张鑫将水杯放下,不紧不慢的说:“谁让你这么古板呢,只是运点感冒药罢了,又不犯法,你非得千方百计的拦着。”
路遥脸上闪过一丝了然之色,道:“张鑫你这垃圾,狗改不了吃屎。将感冒药运到国外提炼毒品……咳咳……”
张鑫理了下领带,笑道:“你别血口喷人啊,我可是国际知名企业家。这次回国,‘省招商引资局’还打电话欢迎我呢~”
路遥叹了口气,现在的自己什么都做不了,索性闭上眼睛不再说话,安静等待死亡的到来。
但张鑫却不想让眼前饱受病痛折磨、即将离世的表兄走好。他附身靠近,悄悄说道:琇書蛧
“表哥啊~其实呢,我这次回国主要就是见你一面,告诉你一声——你的癌,是我弄出来的~”
路遥陡然挣开眼,“你说什么!”
张鑫笑眯眯的掏出个铅盒打开,里面是件古怪的三角形饰物,仅有巴掌大小,中间是只眼睛似的图案,一看就很有年代感。

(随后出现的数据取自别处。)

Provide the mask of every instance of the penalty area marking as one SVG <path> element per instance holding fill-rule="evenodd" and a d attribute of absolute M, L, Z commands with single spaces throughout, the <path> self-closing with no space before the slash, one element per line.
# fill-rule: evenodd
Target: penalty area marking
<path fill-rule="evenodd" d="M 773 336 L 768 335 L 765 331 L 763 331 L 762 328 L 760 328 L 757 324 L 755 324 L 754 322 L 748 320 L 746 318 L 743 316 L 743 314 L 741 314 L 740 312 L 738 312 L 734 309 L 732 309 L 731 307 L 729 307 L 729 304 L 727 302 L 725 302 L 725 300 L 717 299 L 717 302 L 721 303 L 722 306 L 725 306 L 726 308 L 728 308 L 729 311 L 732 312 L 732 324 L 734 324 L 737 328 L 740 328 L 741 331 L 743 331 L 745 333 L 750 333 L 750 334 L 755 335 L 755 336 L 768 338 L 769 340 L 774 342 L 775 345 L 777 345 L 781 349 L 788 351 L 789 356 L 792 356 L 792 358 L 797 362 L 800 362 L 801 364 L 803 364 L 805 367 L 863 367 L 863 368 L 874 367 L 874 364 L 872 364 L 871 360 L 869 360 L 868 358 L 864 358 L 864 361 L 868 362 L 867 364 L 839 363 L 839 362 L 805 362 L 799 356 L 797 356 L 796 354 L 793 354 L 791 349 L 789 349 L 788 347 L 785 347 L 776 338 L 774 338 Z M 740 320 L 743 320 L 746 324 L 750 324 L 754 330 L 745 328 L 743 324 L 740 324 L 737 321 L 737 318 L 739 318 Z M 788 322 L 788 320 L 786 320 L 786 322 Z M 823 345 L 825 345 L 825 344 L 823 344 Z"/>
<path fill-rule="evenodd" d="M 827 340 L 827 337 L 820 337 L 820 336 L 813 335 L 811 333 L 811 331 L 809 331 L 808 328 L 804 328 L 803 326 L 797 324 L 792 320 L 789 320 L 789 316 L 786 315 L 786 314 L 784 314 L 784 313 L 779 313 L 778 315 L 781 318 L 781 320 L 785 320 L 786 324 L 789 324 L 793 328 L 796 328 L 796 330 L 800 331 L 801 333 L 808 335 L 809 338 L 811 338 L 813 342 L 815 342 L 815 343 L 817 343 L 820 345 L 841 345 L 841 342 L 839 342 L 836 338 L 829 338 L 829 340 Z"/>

“眼熟吧?这是我亲手送你的,货真价实的古董。我在里面掺了点放射性物质,长期接触就会变成你现在这副鬼样子。”
路遥马上认出来,这是自己很喜欢的一件古物,天天摆在书桌上,时不时的把玩,没想到却是要人命的东西!
他伸出枯枝似的手臂,死死的抓住眼前人的胳膊!“你……”
“别激动~表哥,我西装很贵的。”张鑫轻松拿掉路遥的手,小心的捏起铅盒,将放射性饰物塞进他怀里。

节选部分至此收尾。